Since the film was photographed in full color and the "fading" was done in post-production, most of the video versions have simply restored the color. That's not what Huston intended, and the thing to do is to use your color adjustment to fade the color to almost but not quite b&w. Does it work? That's for you to decide.

A 2020 two-disc Blu-ray release of the film by Warner Bros. Home Entertainment features both Huston's intended version of the film and the re-color-timed reissued version.

==Reception==
The film received mixed reviews at the time of its release. Variety called it a "pretentious melodrama" but praised Brian Keith's "superb" performance as the "rationalizing and insensitive middle-class hypocrite." Time described it as a "gallery of grotesques," with the poetry of the novel missing from the film. Its critic wrote: "All that remains praiseworthy is the film's extraordinary photographic technique."

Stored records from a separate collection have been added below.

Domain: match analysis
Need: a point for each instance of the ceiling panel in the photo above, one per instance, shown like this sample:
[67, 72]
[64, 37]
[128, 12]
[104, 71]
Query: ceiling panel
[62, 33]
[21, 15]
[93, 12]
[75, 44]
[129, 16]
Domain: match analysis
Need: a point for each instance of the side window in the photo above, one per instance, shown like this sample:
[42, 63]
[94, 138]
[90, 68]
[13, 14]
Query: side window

Roger Ebert observed that the film was released without the usual publicity, despite its stellar cast and director: "Was the movie so wretchedly bad that Warner Bros. decided to keep it a secret? Or could it be, perhaps, that it was too good?" Ebert praised the production but noted that some audience members reacted to the film's emotional moments with guffaws and nervous laughter. John Simon wrote: "Yet for all its fidelity to the original, John Huston's film, with a script by Chapman Mortimer and Gladys Hill, is pedestrian, crass, and uninvolving to the point of repellance."

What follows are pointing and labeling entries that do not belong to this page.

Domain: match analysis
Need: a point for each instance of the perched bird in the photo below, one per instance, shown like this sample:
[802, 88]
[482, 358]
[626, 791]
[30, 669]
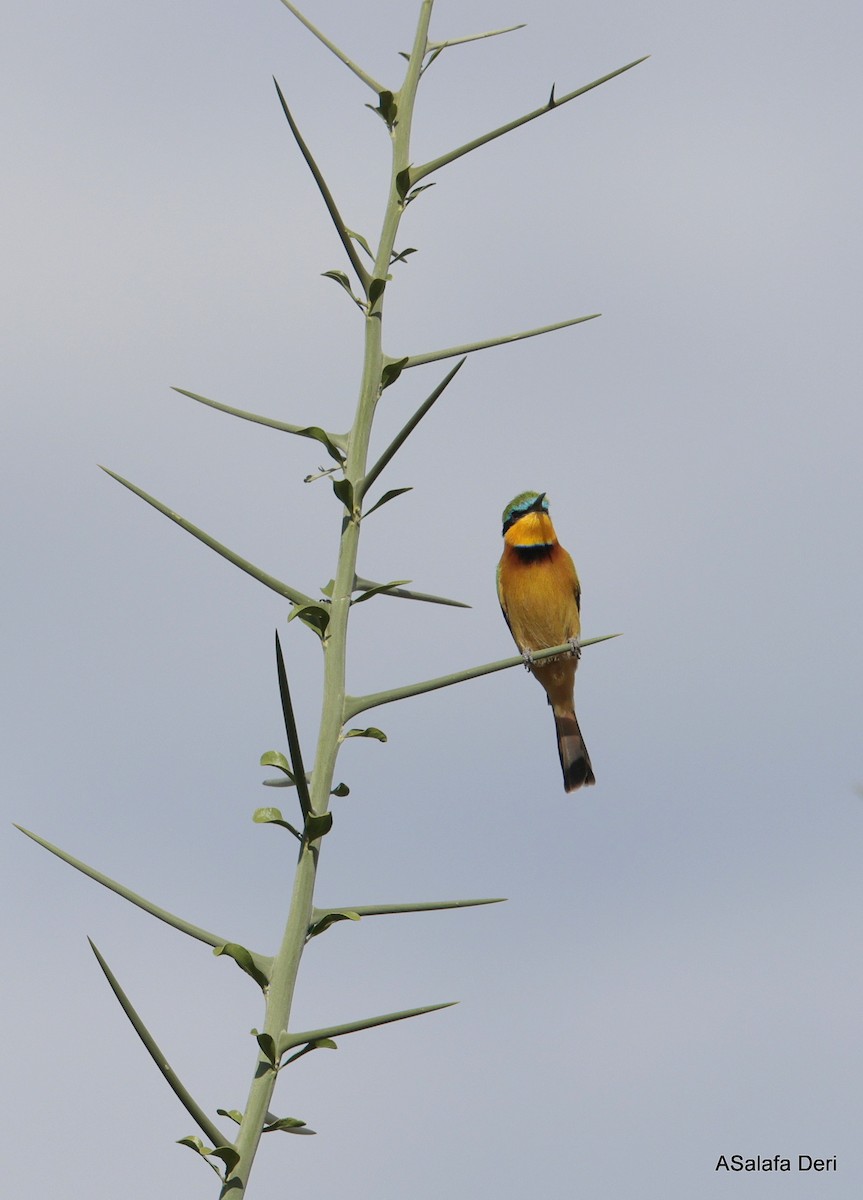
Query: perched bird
[540, 597]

The film received a score of 55% on Rotten Tomatoes from 22 reviews. Metacritic, which uses a weighted average, assigned the a score of 67 out of 100, based on 10 critics, indicating "generally favorable" reviews.

The film opened at number one at the US box office. The author of the novel, Carson McCullers, died a fortnight before the premiere.

==Legacy==
Still photographs of Brando in character as Major Penderton were used later by the producers of Apocalypse Now. These photos of a younger Brando were displayed in the service record of the character Colonel Walter E. Kurtz.